The weakness of the diaphragm and intercostal muscles is well-known in COPD patients [22]. Impaired postural stability has also been shown related to inspiratory muscle weakness in COPD patients [15]. These authors showed more deficits in postural stability in COPD patients with inspiratory muscle weakness compared to healthy control subjects [15]. Indeed, COPD patients had worse static and functional balance than healthy controls [23]. Balance disorders were more frequent in COPD patients than in matched healthy subjects while performing dynamic activities, and the incidence of falls in COPD was higher [14]. Severe COPD is associated with an impaired ability to recover balance and higher trunk muscle activity during postural challenges [24]. This increased trunk muscle activity may limit the contribution of trunk movements to balance recovery and may contribute to an increased risk of falls [24]. Indeed, it was shown that diaphragm movement during tidal breathing in standing position was significantly higher and faster in COPD patients compared to healthy subjects [25].

Therefore, inspiratory muscle training was found to increases the endurance and strength of the inspiratory muscles and to improve exercise capacity in COPD patients [26]. Recently, two months of home-based inspiratory muscle training showed to improve inspiratory muscle function and functional balance in community-dwelling older adults [27]. Strategies such as pulmonary rehabilitation, based on endurance training and strengthening training, were assessed to target balance deficiency in COPD patients [28]. However, significant benefices were observed when endurance and strengthening training were combined with specific balance training including proprioceptive exercise [2931].
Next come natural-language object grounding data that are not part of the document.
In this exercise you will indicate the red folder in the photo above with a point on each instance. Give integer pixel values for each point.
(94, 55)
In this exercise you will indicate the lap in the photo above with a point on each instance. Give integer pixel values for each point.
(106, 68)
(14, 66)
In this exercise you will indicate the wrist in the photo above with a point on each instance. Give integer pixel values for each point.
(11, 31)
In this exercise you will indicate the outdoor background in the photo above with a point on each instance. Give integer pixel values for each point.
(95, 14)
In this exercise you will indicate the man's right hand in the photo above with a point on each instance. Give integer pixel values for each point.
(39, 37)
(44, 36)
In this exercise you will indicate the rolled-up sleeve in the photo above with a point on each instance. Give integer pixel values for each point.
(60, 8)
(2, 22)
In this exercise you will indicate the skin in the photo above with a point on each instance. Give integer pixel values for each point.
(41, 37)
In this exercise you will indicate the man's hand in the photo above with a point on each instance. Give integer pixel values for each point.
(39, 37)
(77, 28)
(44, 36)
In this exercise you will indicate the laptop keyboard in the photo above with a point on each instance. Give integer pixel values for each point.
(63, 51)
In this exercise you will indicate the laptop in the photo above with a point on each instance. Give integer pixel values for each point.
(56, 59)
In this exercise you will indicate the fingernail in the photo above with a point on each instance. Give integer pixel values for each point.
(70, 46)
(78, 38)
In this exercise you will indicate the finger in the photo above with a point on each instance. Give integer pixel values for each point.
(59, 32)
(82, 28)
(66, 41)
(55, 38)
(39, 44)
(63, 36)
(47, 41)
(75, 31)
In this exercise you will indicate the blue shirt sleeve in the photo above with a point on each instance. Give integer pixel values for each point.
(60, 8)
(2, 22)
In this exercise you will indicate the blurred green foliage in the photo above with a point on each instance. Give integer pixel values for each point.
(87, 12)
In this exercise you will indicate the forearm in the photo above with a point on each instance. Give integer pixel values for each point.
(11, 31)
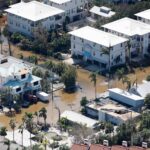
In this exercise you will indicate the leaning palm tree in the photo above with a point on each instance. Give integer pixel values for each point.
(12, 124)
(93, 77)
(43, 113)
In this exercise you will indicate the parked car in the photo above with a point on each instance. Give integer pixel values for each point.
(42, 96)
(32, 98)
(25, 104)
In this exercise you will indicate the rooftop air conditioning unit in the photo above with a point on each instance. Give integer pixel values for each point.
(124, 143)
(144, 144)
(105, 143)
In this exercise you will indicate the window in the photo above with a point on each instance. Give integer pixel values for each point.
(36, 83)
(18, 89)
(23, 76)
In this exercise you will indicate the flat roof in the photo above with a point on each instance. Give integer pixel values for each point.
(13, 66)
(78, 118)
(98, 11)
(98, 36)
(33, 10)
(144, 14)
(115, 110)
(126, 94)
(128, 26)
(143, 89)
(60, 1)
(17, 83)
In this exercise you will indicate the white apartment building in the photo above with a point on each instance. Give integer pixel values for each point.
(114, 113)
(137, 32)
(99, 47)
(74, 9)
(127, 98)
(144, 16)
(26, 17)
(101, 12)
(17, 75)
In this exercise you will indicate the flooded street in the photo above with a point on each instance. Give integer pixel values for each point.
(66, 101)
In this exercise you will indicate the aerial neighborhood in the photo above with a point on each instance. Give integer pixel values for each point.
(75, 74)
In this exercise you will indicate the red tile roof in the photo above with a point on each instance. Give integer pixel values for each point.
(118, 147)
(79, 147)
(98, 147)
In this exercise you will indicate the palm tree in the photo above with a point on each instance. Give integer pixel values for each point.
(12, 124)
(120, 74)
(43, 113)
(37, 116)
(64, 147)
(106, 51)
(21, 129)
(45, 142)
(7, 34)
(49, 64)
(1, 42)
(7, 142)
(93, 77)
(3, 131)
(129, 50)
(28, 119)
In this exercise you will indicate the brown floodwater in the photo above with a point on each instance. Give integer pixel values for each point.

To the best of our knowledge, this study is the first attempt to investigate the additional benefits of IMT on balance in COPD patients. Based on these considerations, we hypothesis that inspiratory muscle training (IMT) combined with endurance training (ET) allows a significant improvement on functional balance in comparison with ET alone. Therefore, this study aims to evaluate the additional effect of strength gain of inspiratory muscle induce by IMT combined with ET on balance in COPD patients.

Materials and methods

Study design and subjects

This Randomized controlled trial used a parallel-group design. Moderate to very severe COPD patients attended our pulmonary rehabilitation center. They were randomized to a standardized endurance training (ET) program (active control group n = 18) or a standardized ET program with an addition of inspiratory muscles training (IMT+ET) (experimental group n = 17) using a computer-generated random number schedule with block sizes of two to six. A researcher who was not involved in recruitment or assessment performed randomization sequences. Assignment to intervention groups was concealed from all investigators to carry out the interventions or patients’ involvement. The allocation was done using consecutively numbered opaque sealed envelopes, opened after completion of baseline assessment with the presence of the patients.

Only patients with forced expiratory volume in 1 s (FEV1) <80% predicted and FEV1 / forced vital capacity (FVC) <70% would be eligible to participate in the study. They were between 45–75 years of age, and clinically stable. Exclusion criteria consist of (1) cardiovascular problem (2) diagnosed psychiatric or cognitive disorders, (3) progressive neuromuscular diseases, (4) severe orthopedic problems with a significant impact on daily activities, and (5) prior inclusion in a rehabilitation program (<1 year).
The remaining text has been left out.